Gnorm Gnat was an American gag-a-day comic strip by Jim Davis based on fictional insects, with the primary focus on a gnat named Gnorm. The strip appeared in The Pendleton Times in Pendleton, Indiana (and would be the only newspaper to publish the strip), from 1973 to 1975, but failure to take the character to mainstream success led Davis to instead create the comic strip Garfield. Mike Peters, the cartoonist for Mother Goose and Grimm, has said that Gnorm Gnat is now a part of "cartoon folklore" as a failure that paved the way for major success.

History
Davis developed the idea for the strip while assisting cartoonist Tom Ryan on his Tumbleweeds strip. Davis saw the possibilities for gags with insect characters, and the strip was adopted by The Pendleton Times starting in early 1973. However, Davis also approached syndicates to publish Gnorm Gnat and was rejected.  According to writers Mark Acey and Scott Nickel, Davis would receive rejections for Gnorm Gnat for years.  "I thought bugs were funny, and nobody else did", Davis would later tell the press.

Davis also recounted that one editor had advised him that "Your art is good, your gags are great, but bugs—nobody can relate to bugs!" Davis took the advice to heart and then turned to Garfield.  Some in the media have also reported that Davis had become "bored with the strip." Another reporter suggested that the notion that no one can relate to insects has been disproved by some jokes in the comic strip The Far Side by Gary Larson.

For years, it was believed that last-ever published strip of Gnorm Gnat was Gnorm Gnat meeting his demise by being stepped on by the foot of a human, Monty Python-style. This was later debunked after a Google Drive document containing many editions of The Pendleton Times that included Gnorm Gnat comics was uploaded in 2019, with the actual final strip (published on Christmas Day 1975) just having the protagonist thank the fans who stuck with the strips while standing next to the message Merry Christmas with Gnorm saying "Thanks, Pendleton." The document also contained some strips for Davis' next work, Jon, a prototype to what would become Garfield, which debuted in the Times on January 8, 1976, two weeks after Gnorm Gnat ended (it was renamed Garfield on August 1, 1977).

Legacy
Garfield would later become accepted for national distribution by United Feature Syndicate in 1978 (the strip ended its run in the Times on March 2, and made its national debut on June 19 that year) and became a worldwide success. In 1992, one Garfield book called Garfield Takes His Licks referred to Gnorm as an in-joke.

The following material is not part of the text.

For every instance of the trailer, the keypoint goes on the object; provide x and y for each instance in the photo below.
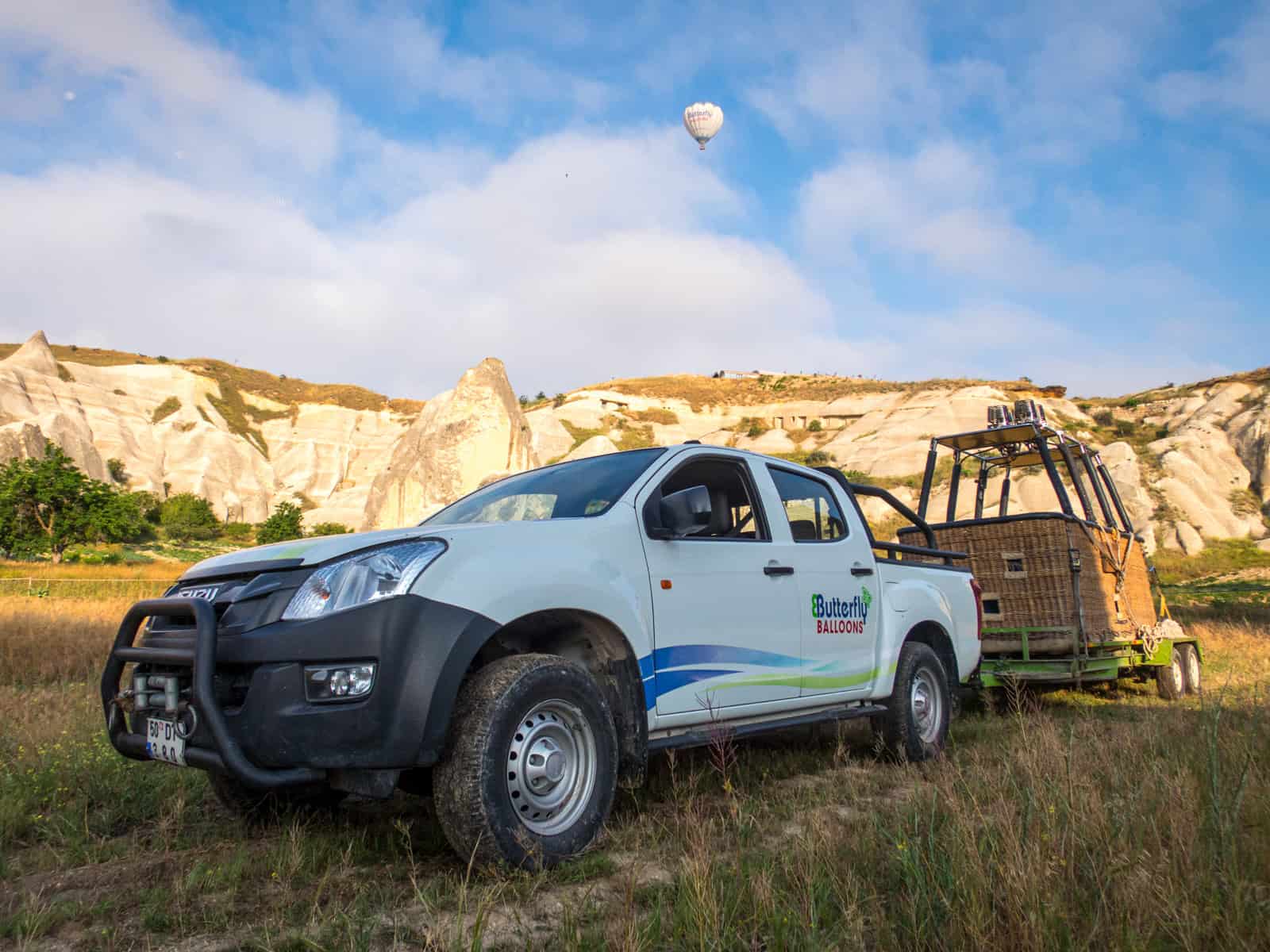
(1068, 597)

Gnorm Gnat was listed as #2 among the "Top Ten Comic Strips Jim Davis Tried Before Garfield", being placed behind "Garfield the Toaster" and above "Milt the Incontinent Hamster." In 1997, one Garfield comic strip featured a fly talking to a spider; Davis alluded to Gnorm Gnat by commenting that, "After nearly 30 years, I finally got a bug strip published".

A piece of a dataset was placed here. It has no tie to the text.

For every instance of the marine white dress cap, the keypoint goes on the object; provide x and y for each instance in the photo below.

However, Davis's fellow-cartoonist Mike Peters looked back on Gnorm Gnat in an unfavorable way.  Peters claimed, "We can always be thankful that Jim's first strip never made it... Gnorm Gnat has gone down in cartoon folklore as a most fortunate failure. Can you imagine a bright orange gnat on every car window? A great, huge gnat for the Thanksgiving Day Parade. A big fat gnat saying 'I hate Tuesdays.'"

Characters
The characters of Gnorm Gnat were meant to be presented in a "simple, humorous style" of appearance. Davis displays the characters and describes them in the book 20 Years & Still Kicking!: Garfield's Twentieth Anniversary Collection.
Gnorm Gnat is a gnat who Davis says plays the "straight man" who sometimes behaves like the character Walter Mitty. 
Lyman is an insect with buck teeth who wears a hat. He is supposed to be insane. Davis later named a character after him in Garfield.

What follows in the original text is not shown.